Jésus s’arrête sous le figuier, puis Il
lève la tête. Derrière des feuilles, bien caché, se trouve… le chef des
publicains, Zachée.
Jésus aperçoit ses yeux pleins de
larmes, et ses lèvres gonflées. Il n’est pas très difficile de deviner ce qui
s’est passé. Zachée venait d’avoir le salaire de son attitude. Mais Jésus
voyait également son désespoir, la soif de Dieu dans ses yeux. Alors, d’une
vois forte, pour que tout le monde puisse l’entendre : « Zachée,
descends de cet arbre ! Aujourd’hui, Je veux être dans ta maison ».
Epoustouflé, Zachée tombe de l’arbre
comme une figue bien mûre.
Jésus, le Messie, dans sa
maison ???
Faut voir tous ces gens épier par les
fenêtres de la maison de Zachée. Curieux, ils se poussent les uns les autres,
puis font des commentaires pleins de mépris.
« Voyez-vous ça ! Rabbi Jésus
se permet d’aller dîner chez ce publicain ! Tss ! ».
Par les fenêtres entrouvertes, on peut
entendre ce qui se dit à l’extérieur.
Quand Zachée sort un moment de la pièce,
les disciples demandent à Jésus ce qu’ils doivent répondre.
« Laissez-les donc parler, »
répond Celui-ci. Ils n’ont toujours pas compris, que Je suis justement venu sur
terre, pour ramener de nouveau, des gens perdus comme Zachée, vers Dieu ».
Et comment Jésus réalise-t-Il
cela ? Avec des réprimandes et des reproches ?

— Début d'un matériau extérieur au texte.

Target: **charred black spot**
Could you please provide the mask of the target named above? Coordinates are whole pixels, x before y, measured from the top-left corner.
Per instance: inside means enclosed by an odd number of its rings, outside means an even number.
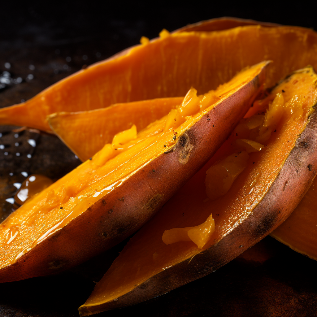
[[[182,135],[179,138],[179,143],[183,147],[185,146],[186,144],[186,138],[184,135]]]
[[[300,145],[302,147],[306,149],[308,146],[308,143],[305,141],[303,141],[302,142],[301,142]]]
[[[171,152],[173,152],[173,149],[170,149],[168,151],[166,151],[166,152],[164,152],[164,154],[168,154],[169,153],[170,153]]]
[[[256,238],[262,237],[264,235],[270,231],[276,223],[278,214],[277,211],[272,211],[267,215],[262,221],[257,223],[254,230]]]

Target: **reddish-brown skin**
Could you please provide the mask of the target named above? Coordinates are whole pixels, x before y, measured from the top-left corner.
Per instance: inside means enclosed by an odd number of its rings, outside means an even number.
[[[159,155],[17,262],[0,270],[0,282],[68,268],[111,247],[140,228],[230,134],[264,82],[265,69],[179,137],[169,152]],[[182,164],[182,160],[188,161]]]
[[[308,144],[307,147],[306,145]],[[304,144],[303,146],[301,145]],[[165,269],[115,301],[81,308],[92,314],[128,306],[165,294],[214,271],[277,228],[309,188],[317,172],[317,112],[309,119],[272,186],[248,217],[217,244]]]

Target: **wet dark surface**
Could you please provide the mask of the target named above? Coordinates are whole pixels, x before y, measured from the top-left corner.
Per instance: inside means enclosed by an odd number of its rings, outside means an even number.
[[[64,3],[49,10],[44,5],[3,4],[0,107],[27,100],[83,65],[137,44],[142,35],[156,36],[163,27],[172,31],[223,16],[317,26],[315,4],[309,10],[305,3],[299,4],[290,12],[283,6],[258,10],[224,5],[215,10],[164,2],[156,4],[151,9],[147,3],[136,2],[125,10],[122,4],[101,9],[83,3],[76,7]],[[36,131],[12,131],[18,127],[0,126],[0,220],[12,211],[10,198],[17,190],[14,183],[31,174],[55,180],[80,164],[57,137]],[[0,317],[78,316],[77,308],[90,294],[94,281],[102,277],[125,243],[62,274],[0,285]],[[314,316],[316,264],[268,237],[204,278],[147,302],[98,315]]]

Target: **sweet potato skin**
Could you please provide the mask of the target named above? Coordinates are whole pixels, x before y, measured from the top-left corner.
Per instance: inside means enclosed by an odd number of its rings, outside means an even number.
[[[65,269],[111,247],[140,228],[222,144],[264,82],[266,67],[180,136],[170,150],[126,177],[68,224],[0,270],[0,282]]]
[[[306,143],[307,147],[303,147],[302,145]],[[140,302],[204,276],[224,265],[268,235],[287,218],[313,182],[316,168],[317,113],[315,112],[311,115],[272,186],[243,222],[198,256],[166,268],[115,301],[98,306],[81,307],[79,309],[80,314],[88,315]]]

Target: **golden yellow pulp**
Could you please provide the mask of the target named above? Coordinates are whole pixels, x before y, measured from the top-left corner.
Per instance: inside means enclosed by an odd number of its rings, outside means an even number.
[[[269,104],[272,103],[273,105],[278,93],[283,95],[283,107],[285,110],[275,128],[270,133],[270,137],[261,143],[264,148],[248,154],[247,166],[227,192],[212,201],[209,199],[204,184],[206,172],[216,162],[236,152],[236,140],[256,139],[250,136],[251,133],[254,132],[256,138],[260,136],[260,128],[266,127],[268,131],[268,126],[265,127],[255,123],[259,117],[254,117],[249,120],[246,118],[246,120],[242,120],[206,165],[130,239],[82,307],[97,310],[98,305],[128,293],[171,266],[184,261],[188,263],[193,257],[199,257],[202,251],[220,241],[246,219],[270,188],[294,146],[298,135],[306,127],[307,118],[314,111],[313,107],[317,102],[316,80],[317,76],[311,68],[301,70],[277,86],[267,98],[255,102],[248,116],[262,115],[262,119],[259,120],[261,125],[264,122],[263,116],[265,118],[265,113],[270,111]],[[301,100],[303,114],[291,116],[290,110],[292,108],[293,113],[294,113],[294,107],[298,105],[298,100]],[[291,107],[286,107],[289,105]],[[250,122],[255,123],[251,124]],[[245,124],[247,130],[243,127]],[[255,127],[255,125],[257,127]],[[239,131],[241,133],[244,131],[245,134],[239,135]],[[264,131],[261,136],[265,133]],[[165,230],[199,226],[212,212],[215,231],[201,249],[191,239],[188,241],[184,231],[182,236],[187,241],[168,244],[162,241]]]
[[[215,91],[204,96],[197,97],[195,91],[190,90],[179,107],[181,114],[188,115],[180,116],[178,121],[180,125],[166,130],[169,114],[140,131],[136,138],[134,128],[119,134],[113,138],[113,145],[106,145],[91,159],[27,202],[1,224],[0,267],[14,263],[120,186],[129,175],[171,147],[177,141],[178,135],[249,82],[266,63],[263,62],[244,71]],[[215,94],[218,96],[216,102]],[[187,102],[189,96],[195,102]],[[11,233],[16,231],[16,228],[18,233],[8,243]]]

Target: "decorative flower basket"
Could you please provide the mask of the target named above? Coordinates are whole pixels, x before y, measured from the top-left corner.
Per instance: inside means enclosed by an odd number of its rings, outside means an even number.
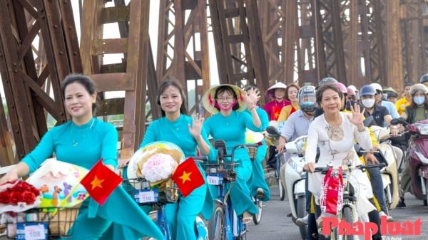
[[[178,190],[169,179],[151,187],[147,179],[140,177],[123,179],[123,188],[139,205],[156,206],[177,202]]]
[[[1,221],[6,223],[8,239],[25,239],[26,231],[29,231],[27,228],[32,226],[42,227],[38,234],[44,234],[46,239],[66,238],[73,235],[73,229],[70,229],[76,221],[79,207],[80,204],[64,209],[44,207],[19,213],[8,212],[2,215]]]

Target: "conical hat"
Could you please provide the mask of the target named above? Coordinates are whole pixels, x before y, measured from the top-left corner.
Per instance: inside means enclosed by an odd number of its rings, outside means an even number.
[[[236,94],[238,104],[239,104],[238,111],[243,111],[247,108],[244,104],[245,100],[245,93],[244,93],[244,90],[235,85],[221,84],[210,88],[210,90],[208,90],[202,97],[203,107],[207,111],[210,112],[211,114],[215,114],[219,112],[218,109],[215,108],[215,104],[217,103],[217,102],[215,102],[215,91],[217,90],[217,88],[221,86],[229,86],[233,89]]]
[[[176,166],[178,166],[180,162],[185,160],[185,156],[183,150],[181,150],[180,147],[177,146],[176,145],[165,141],[153,142],[140,148],[133,154],[131,158],[131,160],[129,161],[129,164],[128,165],[128,178],[136,179],[138,177],[144,177],[144,174],[141,171],[143,169],[143,165],[152,156],[159,153],[166,154],[173,157],[175,162],[177,162]],[[170,176],[169,177],[170,177]],[[165,182],[165,180],[168,180],[168,178],[164,180],[151,182],[151,184],[154,186],[162,182]]]
[[[287,85],[281,82],[276,83],[266,90],[266,97],[272,98],[275,96],[275,90],[276,88],[287,89]]]

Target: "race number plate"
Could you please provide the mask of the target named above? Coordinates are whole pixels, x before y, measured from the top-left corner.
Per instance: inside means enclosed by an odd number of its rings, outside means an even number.
[[[48,224],[46,222],[19,222],[16,224],[16,239],[48,239]]]
[[[210,173],[207,175],[207,180],[210,185],[221,185],[223,184],[223,174]]]
[[[158,189],[138,189],[134,192],[134,199],[138,204],[158,202]]]

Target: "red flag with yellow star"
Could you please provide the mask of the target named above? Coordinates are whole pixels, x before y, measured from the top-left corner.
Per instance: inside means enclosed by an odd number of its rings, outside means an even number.
[[[187,197],[195,188],[205,183],[198,165],[191,157],[186,159],[177,167],[172,178],[183,197]]]
[[[103,205],[110,194],[122,182],[122,178],[100,160],[81,179],[81,184],[89,195]]]

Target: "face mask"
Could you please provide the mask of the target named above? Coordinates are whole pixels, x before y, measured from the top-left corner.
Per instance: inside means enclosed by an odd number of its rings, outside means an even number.
[[[362,105],[367,108],[373,108],[373,106],[374,105],[374,99],[372,98],[368,98],[368,99],[363,99],[361,100],[361,103],[362,103]]]
[[[425,102],[425,96],[413,97],[413,101],[417,105],[422,105]]]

Bien sûr que non ! Ses paroles
sont aimables, Sa voix reste douce. Et c’est justement grâce à cela, que Zachée
comprend ce qui doit changer dans sa vie.
Après le repas, il envoie son serviteur
cherché son coffre-fort, puis le donne à Jésus.
« S’Il te plait, Maître, »
dit-il d’une voix émue, « voici la moitié de mon argent. Tu peux le donner
aux pauvres. Puis je me mettrai aussi en règle avec tout le reste. Si j’ai
truandé quelqu’un, je le rembourserai quatre fois plus ».
De nouveau, on entend des éclats de
rire dans la maison du chef des publicains. Mais quelle différence.
A partir de maintenant, les gens dans
leurs baraquements riront également, et beaucoup de personnes en ville aussi.